While I was reading the docs I came across these parameters:
maxsamples [samples]
The maxsamples directive sets the default maximum number of samples that
chronyd should keep for each source. This setting can be overridden for
individual sources in the server and refclock directives. The default value
is 0, which disables the configurable limit. The useful range is 4 to 64.
As a special case, setting maxsamples to 1 disables frequency tracking
in order to make the sources immediately selectable with only one sample.
This can be useful when chronyd is started with the -q or -Q option.
minsamples [samples]
The minsamples directive sets the default minimum number of samples that
chronyd should keep for each source. This setting can be overridden for
individual sources in the server and refclock directives. The default value
is 6. The useful range is 4 to 64.
Forcing chronyd to keep more samples than it would normally keep reduces
noise in the estimated frequency and offset, but slows down the response to
changes in the frequency and offset of the clock. The offsets in the
tracking and sourcestats reports (and the tracking.log and statistics.log
files) may be smaller than the actual offsets.
Maybe I am way off here, but the descriptions suggest that these retained
samples are interpolated using a linear or other form, and then the
interpolated info is used by chrony. Is that correct?
The offset data is obviously noisy. In addition I have observed on my own
machines that there can be occasional outliers that are on the order of 10x
larger than usual. So the data also has outliers.
A linear regression is not the best way to process this kind of data.
Instead a robust analysis method is best. There is a simple and effective
one for obtaining the "best fit" slope of a dataset called a Thiel-Sen
estimator. There is a great Wikipedia entry for it if you are not familiar
with the technique (not sure if links are allowed so I did not include it).

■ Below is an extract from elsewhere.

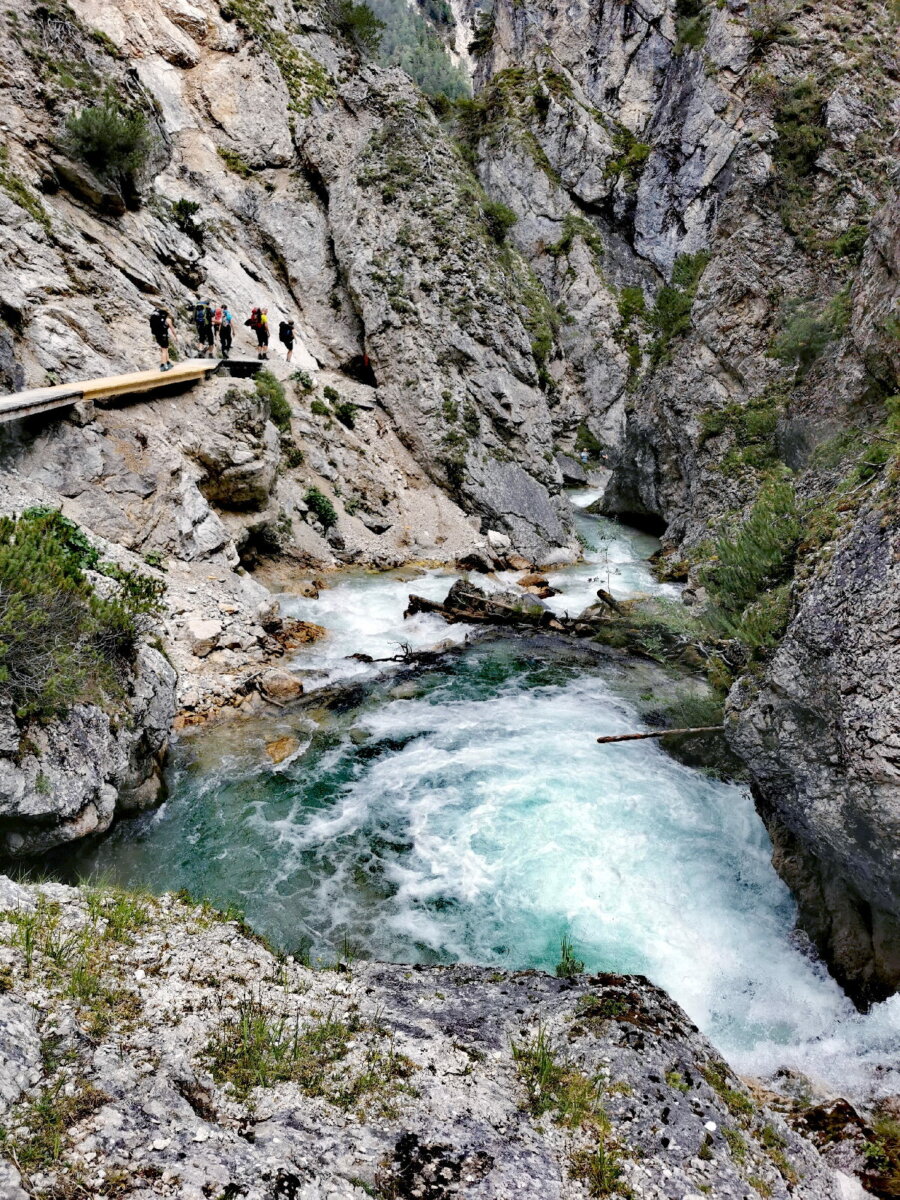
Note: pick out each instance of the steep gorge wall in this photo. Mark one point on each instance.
(325, 190)
(689, 189)
(629, 310)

In a nutshell, the slope for all pairs of points in the dataset is computed
and the median value is selected as the estimate of the slope. It is
straightforward to use this to obtain an good estimate of the true offset
for any time within the time interval of the dataset, and to make a
prediction into the future. Because it can reject outliers and fits noisy
data well, it seems like it would be a perfect candidate for a more robust
offset estimator in chrony.
Normally this is termed an order N^2 difficult problem, because the slope
must be calculated for all pairs in the dataset. But to implement this in
chrony it seems to me you only need to compute N pairs as each new offset is
obtained. This is because the previous pairwise slope values will not
change, and it is only the pairwise slope between the single new offset
value and the existing, retained values that needs to be calculated. So the
overhead would not be large, especially since the number of data points is
less than e.g. 64.
Would it be worth looking into implementing this estimation method in chrony
for predicting the current and future offsets?
-Charlie